Troubleshooting for Transformation

  • While using the fire, do not use gloves so that the gloves don't burn.
  • The incubation time of the LB Broth doesn't matter.
  • The plasmids should be placed at the bottom of the microcentrifuge tube.
  • Compotent cells should be carried in ice and the tranfer of them should be as quick as possible.
  • The heat shock should be done no more than 90 seconds for optimum results.
  • While spreading the cells, do not apply to much force on the LB Broth layer so that the surface is smooth. This will make the colony selection easier.
  • Work close to fire while spreading the cells and allow the minimum air conctact.

March 31 Saturday

  • We did ligation for the first time. The ligation was successful and this meant that our education was complete.


April

April 2 Monday

We tried to clarify how the project would work.

Two ideas were given

1)A system consisting of 2 bacterias with 1 producing bad smell and the other producing good smell. 1 of these will give put bad smell and the other will get rid of this smell and turn into something good and also inhibate the other one.
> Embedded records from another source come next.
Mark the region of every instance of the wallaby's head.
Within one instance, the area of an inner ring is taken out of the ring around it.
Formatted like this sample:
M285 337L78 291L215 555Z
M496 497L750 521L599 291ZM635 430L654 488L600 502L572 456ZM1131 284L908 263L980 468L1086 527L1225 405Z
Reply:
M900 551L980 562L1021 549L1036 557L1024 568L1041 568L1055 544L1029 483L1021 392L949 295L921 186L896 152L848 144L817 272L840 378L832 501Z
2)A system in which a bacteria removes bad smell and uses the products to produce good smell. The bacteria will use receptors to detect the products of the removal process and use them to give out good smell.

April 5 Thursday

  • We discussed the ideas from last saturday. We weren`t able to find a conclusion.
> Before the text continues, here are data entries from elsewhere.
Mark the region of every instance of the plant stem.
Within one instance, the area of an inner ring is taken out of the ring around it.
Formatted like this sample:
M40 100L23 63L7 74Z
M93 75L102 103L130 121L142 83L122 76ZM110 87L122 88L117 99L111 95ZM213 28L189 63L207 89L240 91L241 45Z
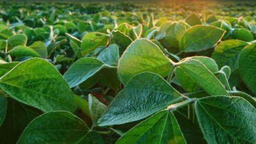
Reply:
M172 65L171 66L172 69L171 69L171 70L170 70L169 75L167 77L167 82L169 83L171 83L172 78L172 76L173 75L174 70L175 69L175 67L176 67L176 65L174 62L173 62L173 61L170 61L170 62L171 62L171 65Z
M179 108L181 108L181 107L183 107L184 106L187 106L188 104L190 104L190 103L193 103L193 102L194 102L194 101L195 101L196 100L197 100L197 99L196 99L196 98L188 99L187 99L187 100L186 100L184 101L180 102L179 103L176 103L176 104L172 104L172 105L169 106L167 108L167 109L169 111L175 111L177 109L178 109Z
  • Also our research topics were discussed and we learned what the chemical structure of the aromas are. The enzymes required were searched. With this we learned that the limonene, banana and wintergreen were in the iGEM kit.

  • The enzymes required to produce geraniol was learned. We could order them now.

For information on Geraniol: http://en.wikipedia.org/wiki/Geraniol

April 7 Saturday

  • We electrophorased RFP once again to fully comprehend the procudure.

April 9 Monday

  • We continued our research on the compatible enzymes and aromas for our project but sadly nothing was found. This meant that geraniol was probably going to be our main compound.

  • The system that is going to be implemented was finally chosen

The First System was the Receptor System The Second System was the Inhıbation System

The Inhibation System was chosen.

The receptor system had the difficulty of finding parts. The inhibation system was more easy to accomplish in comparison to the receptor system.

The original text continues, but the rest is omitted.